Dirghraj Kushawaha — Senior Data Engineer | Databricks | PySpark | Delta Lake | AWS
Summary
Senior Data Engineer with 5+ years of experience building scalable batch and real-time data platforms using Databricks, PySpark, Delta Lake, SQL, AWS, and Redshift. Strong in designing production-grade streaming pipelines, Delta table optimization frameworks, data quality improvements, and analytics-ready views for enterprise use cases.
Skills
- Languages: Python, PySpark, SQL
- Big Data & Processing: Apache Spark, Databricks, Structured Streaming, Delta Lake, Delta Live Tables, EMR
- Cloud & Storage: AWS S3, AWS Glue, AWS Redshift, Kinesis, Kafka-style streaming ingestion
- Data Engineering: Batch pipelines, real-time pipelines, CDC, SCD, merge/upsert logic, partitioning, file compaction, shuffle optimization
- Delta Lake & Governance: Unity Catalog, external Delta tables, OPTIMIZE, VACUUM, retention configuration, Delta observability
- Databases & Warehouses: Redshift, Snowflake, SQL Server, SQLite
- Workflow & Platform: Airflow/MWAA, ADF, config-driven frameworks, pipeline monitoring, metadata-driven ingestion
- Domains: Aviation analytics, onboard Wi-Fi telemetry, Starlink analytics, ServiceNow/ITSM data, candidate matching and AI automation
Experience
United Airlines / UDH-CBS Digital — Senior / Lead Data Engineer (Dates to confirm)
- Built and enhanced onboard Wi-Fi and Starlink analytics pipelines supporting real-time and batch processing across raw, curated, and reporting layers.

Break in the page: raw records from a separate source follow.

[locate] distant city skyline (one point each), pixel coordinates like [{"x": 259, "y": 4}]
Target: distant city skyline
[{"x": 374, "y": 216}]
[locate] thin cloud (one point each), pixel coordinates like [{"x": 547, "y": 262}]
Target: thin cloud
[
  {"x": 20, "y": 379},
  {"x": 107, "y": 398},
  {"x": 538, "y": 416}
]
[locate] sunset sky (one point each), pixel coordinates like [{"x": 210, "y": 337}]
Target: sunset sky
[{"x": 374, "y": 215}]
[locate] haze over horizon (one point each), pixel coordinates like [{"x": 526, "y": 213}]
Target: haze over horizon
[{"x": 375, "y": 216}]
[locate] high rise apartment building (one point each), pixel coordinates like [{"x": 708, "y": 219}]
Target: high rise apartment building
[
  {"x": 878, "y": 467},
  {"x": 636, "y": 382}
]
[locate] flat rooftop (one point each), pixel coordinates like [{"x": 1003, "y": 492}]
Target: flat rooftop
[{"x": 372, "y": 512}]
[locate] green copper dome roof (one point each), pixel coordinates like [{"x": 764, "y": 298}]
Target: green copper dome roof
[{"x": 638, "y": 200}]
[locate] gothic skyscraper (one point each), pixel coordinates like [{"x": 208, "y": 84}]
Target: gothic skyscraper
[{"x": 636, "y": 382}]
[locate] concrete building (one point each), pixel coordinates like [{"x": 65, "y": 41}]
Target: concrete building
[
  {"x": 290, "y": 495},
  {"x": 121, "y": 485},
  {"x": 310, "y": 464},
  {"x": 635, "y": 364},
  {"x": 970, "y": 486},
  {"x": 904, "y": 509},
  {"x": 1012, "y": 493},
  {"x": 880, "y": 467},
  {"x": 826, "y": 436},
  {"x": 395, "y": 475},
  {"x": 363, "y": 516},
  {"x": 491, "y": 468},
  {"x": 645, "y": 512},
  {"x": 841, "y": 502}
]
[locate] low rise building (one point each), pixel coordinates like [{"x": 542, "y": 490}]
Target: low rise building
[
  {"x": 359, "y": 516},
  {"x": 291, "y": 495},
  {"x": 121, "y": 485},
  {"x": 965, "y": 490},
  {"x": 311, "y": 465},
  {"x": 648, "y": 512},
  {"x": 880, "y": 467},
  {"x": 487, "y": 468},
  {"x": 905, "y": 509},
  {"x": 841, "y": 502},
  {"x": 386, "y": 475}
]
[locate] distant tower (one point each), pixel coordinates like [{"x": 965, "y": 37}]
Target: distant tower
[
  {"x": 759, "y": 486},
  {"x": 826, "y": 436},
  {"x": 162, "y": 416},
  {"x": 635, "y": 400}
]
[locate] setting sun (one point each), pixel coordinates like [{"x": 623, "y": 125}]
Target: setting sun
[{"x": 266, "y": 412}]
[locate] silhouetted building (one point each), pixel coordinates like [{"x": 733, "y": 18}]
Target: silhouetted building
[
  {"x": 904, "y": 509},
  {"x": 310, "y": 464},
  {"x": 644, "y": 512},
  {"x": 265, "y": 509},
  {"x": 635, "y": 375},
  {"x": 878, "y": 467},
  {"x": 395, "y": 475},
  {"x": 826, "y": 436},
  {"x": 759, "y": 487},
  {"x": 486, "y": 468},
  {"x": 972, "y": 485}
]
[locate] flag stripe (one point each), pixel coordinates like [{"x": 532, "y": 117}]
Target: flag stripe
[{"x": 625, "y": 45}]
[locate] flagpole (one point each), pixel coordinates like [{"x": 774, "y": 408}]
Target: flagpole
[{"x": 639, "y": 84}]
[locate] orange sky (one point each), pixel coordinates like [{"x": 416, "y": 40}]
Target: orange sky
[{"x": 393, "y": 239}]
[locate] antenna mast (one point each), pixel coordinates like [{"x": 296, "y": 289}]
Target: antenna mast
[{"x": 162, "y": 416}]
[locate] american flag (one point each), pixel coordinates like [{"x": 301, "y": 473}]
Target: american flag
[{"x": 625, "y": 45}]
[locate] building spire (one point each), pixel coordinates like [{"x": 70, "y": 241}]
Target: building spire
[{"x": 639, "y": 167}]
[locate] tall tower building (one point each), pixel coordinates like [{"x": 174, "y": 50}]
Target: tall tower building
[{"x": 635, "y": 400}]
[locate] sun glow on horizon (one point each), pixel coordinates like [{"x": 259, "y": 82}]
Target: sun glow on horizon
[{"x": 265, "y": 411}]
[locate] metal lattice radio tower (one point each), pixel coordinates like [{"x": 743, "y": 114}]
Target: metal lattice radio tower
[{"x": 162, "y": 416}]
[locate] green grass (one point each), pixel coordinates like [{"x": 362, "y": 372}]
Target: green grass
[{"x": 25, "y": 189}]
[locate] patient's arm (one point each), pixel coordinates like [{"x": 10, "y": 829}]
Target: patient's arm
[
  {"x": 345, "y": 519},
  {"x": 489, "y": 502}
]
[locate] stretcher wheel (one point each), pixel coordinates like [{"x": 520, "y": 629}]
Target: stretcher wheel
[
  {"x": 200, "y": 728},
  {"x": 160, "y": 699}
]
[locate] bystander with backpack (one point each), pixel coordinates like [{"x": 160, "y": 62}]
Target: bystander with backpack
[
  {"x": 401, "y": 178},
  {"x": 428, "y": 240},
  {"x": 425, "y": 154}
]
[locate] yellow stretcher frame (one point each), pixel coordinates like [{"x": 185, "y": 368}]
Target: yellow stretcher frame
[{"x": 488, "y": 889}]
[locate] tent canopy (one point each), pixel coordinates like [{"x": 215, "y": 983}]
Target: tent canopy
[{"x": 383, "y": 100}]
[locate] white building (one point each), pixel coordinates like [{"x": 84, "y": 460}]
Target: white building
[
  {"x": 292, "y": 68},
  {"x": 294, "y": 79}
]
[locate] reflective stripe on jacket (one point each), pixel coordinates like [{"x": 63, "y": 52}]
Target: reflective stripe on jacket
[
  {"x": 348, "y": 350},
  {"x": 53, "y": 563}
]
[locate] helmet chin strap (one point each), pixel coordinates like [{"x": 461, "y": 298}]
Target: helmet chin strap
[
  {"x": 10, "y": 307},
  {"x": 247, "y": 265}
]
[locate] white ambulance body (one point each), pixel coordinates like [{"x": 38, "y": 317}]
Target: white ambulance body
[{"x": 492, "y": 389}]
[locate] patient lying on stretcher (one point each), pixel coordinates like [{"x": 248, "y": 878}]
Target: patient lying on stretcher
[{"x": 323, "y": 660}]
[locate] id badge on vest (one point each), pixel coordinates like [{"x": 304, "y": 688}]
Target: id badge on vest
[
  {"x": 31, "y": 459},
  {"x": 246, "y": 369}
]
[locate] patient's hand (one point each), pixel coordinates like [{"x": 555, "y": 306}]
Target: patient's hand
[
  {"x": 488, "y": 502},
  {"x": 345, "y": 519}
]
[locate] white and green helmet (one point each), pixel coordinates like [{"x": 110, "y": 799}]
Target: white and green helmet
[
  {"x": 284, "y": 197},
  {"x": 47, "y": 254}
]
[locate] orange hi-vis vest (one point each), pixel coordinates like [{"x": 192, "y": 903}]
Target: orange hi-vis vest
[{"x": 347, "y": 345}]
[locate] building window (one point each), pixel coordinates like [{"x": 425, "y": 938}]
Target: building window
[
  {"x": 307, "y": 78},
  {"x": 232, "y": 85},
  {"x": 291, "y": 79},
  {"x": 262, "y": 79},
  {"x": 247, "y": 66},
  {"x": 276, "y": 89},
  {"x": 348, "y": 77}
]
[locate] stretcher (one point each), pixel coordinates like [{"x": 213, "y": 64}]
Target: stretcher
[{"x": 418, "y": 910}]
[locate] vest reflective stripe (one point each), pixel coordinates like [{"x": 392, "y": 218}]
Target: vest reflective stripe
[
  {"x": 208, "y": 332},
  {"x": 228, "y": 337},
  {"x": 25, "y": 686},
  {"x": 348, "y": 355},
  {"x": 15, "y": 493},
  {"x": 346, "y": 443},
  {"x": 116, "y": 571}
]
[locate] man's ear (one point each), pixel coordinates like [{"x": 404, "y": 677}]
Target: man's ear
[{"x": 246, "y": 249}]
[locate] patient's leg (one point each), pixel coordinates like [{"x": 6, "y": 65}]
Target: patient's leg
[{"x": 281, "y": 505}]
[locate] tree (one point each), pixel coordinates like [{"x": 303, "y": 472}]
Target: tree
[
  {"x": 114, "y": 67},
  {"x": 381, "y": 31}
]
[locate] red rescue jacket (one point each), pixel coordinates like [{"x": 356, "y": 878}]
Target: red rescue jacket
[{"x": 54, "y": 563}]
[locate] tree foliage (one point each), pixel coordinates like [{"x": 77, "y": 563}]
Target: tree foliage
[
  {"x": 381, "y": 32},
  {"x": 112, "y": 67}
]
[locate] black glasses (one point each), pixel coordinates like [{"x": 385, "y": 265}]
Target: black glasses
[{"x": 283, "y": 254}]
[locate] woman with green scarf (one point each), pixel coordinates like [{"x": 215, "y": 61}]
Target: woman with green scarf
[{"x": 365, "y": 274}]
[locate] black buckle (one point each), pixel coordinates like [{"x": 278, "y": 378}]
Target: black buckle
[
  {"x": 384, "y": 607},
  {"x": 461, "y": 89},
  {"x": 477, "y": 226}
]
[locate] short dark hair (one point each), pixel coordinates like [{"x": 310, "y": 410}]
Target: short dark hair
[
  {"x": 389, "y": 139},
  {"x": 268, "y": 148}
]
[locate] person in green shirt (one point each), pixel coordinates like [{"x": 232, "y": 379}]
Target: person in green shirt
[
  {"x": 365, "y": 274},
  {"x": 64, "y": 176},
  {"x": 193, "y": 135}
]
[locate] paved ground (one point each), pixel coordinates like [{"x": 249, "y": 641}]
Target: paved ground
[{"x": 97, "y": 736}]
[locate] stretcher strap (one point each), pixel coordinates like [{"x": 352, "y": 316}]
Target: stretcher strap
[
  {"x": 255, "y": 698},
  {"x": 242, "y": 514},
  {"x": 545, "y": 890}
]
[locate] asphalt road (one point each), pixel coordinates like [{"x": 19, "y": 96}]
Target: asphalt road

- Reworked flight boarding-time logic by adding additional source systems including `aci_pax_ckin`, `wifi_flight_event`, and `aci_flt_leg`, improving 90-minute boarding-time alignment from roughly 44–46% to 88–95%.
- Designed a config-driven Delta Lake maintenance framework for external Delta tables, supporting scheduled `OPTIMIZE` and `VACUUM` operations with daily, weekly, monthly, and specific-date execution patterns.
- Supported migration from Delta Live Tables to Structured Streaming for real-time pipelines, improving flexibility for external Delta tables on S3 and future interoperability patterns.
- Added merge/upsert capability to real-time S3 write pipelines using configurable controls such as `enable_merge`, `merge_days_back`, and `merge_date_column`.
- Improved player/PDE event metric accuracy by fixing deduplication logic to include `ops_flight_id`, preventing incorrect drops across flights and improving reliability of `playback_attempt_no` reporting.
- Created and updated analytics views such as flight report history, in-coverage reporting, Google heartbeat connectivity, and consolidated flight-level reporting views.
- Worked on ServiceNow, ICON, Jira, and asset-management data pipelines involving Redshift, Databricks, S3 Parquet loads, deduplication, grants, and reporting views.
- Led vendor/project delivery discussions, reviewed implementation quality, clarified requirements, and translated business issues into technical execution plans.
Education
- B.Tech in Information Technology, Rajasthan Technical University (2020)
Highlights
- Designed Delta Lake maintenance and observability patterns for production-scale Databricks tables.
- Built data engineering solutions across streaming, batch, analytics, and operational reporting use cases.
- Hands-on with Databricks, PySpark, Delta Lake, AWS, Redshift, SQL, and enterprise data platform design.
- Explored AI-enabled recruiter scoring, LinkedIn automation, candidate matching, and agentic workflow design.